Am 21.11.24 um 16:22 schrieb Felix Kuehling:
On 2024-11-20 22:58, Chen, Xiaogang wrote:
@@ -1822,15 +1804,20 @@ struct kfd_process *kfd_lookup_process_by_pasid(u32 pasid)
{
struct kfd_process *p, *ret_p = NULL;
unsigned int temp;
+ int i;
int idx = srcu_read_lock(&kfd_processes_srcu);
hash_for_each_rcu(kfd_processes_table, temp, p, kfd_processes) {
- if (p->pasid == pasid) {
- kref_get(&p->ref);
- ret_p = p;
- break;
+ for (i = 0; i < p->n_pdds; i++) {
+ if (p->pdds[i]->pasid == pasid) {
+ kref_get(&p->ref);
+ ret_p = p;
+ break;
+ }
I think this won't work correctly. The same PASID can be used for different processes on different GPUs because each adev manages its own PASID->amdgpu_vm lookup table. So kfd_lookup_process_by_pasid needs a new parameter that identifies the GPU adev, and you should only compare pasids, if the adev matches.
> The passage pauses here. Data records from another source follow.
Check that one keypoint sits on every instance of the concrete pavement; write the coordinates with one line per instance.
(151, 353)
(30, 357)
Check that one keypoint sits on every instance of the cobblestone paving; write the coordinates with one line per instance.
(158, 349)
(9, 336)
I think it is the main concern here: the pasid used here is global in driver by amdgpu_pasid_alloc(16) at amdgpu_driver_open_kms. Each time a render node(partition) got opened, a new pasid value is generated. Its lifetime is until render node got closed. A pdd just uses this pasid. And each adev has its own xarray which saves pasids for this adev.
I think I had a misunderstanding here. I saw the xarray in adev and assumed that each adev allocated PASIDs independently. But there is also a global amdgpu_pasid_ida that I missed. If the PASID allocation is global in the amdgpu_pasid_ida, then each PASID uniquely identifies a VM your code should be fine.
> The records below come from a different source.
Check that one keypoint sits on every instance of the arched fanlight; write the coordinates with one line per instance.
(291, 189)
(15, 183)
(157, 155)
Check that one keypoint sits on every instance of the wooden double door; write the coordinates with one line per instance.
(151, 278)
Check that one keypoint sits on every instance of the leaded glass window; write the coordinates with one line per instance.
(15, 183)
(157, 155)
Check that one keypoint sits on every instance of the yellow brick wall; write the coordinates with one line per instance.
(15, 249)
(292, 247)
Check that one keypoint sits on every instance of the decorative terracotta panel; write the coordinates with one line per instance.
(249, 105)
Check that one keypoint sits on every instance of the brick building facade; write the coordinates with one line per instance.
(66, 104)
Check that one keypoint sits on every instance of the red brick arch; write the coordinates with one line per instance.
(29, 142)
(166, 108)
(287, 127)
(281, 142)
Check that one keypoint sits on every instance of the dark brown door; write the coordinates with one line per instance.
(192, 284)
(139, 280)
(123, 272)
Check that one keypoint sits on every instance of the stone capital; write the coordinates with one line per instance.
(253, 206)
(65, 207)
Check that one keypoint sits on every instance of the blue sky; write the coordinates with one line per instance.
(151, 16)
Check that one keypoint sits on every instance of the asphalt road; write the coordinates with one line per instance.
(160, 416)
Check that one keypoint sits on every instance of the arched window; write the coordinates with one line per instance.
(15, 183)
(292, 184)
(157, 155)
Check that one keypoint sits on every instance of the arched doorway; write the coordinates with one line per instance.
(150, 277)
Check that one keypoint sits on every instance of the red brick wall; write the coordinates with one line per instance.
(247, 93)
@Christian, we discussed the number of PASIDs consumed on systems with many GPUs and partitions. If the PASIDs are managed globally, then running out of PASIDs is a concern. Do you think we should change this?
I think we could change it, but I'm not sure if we should.
IIRC there used to be some KFD requirement that PASIDs were global
unique, but could be that this was dropped together with ATC support.
Regards,
Christian.
Regards,
Felix
Regards
Xiaogang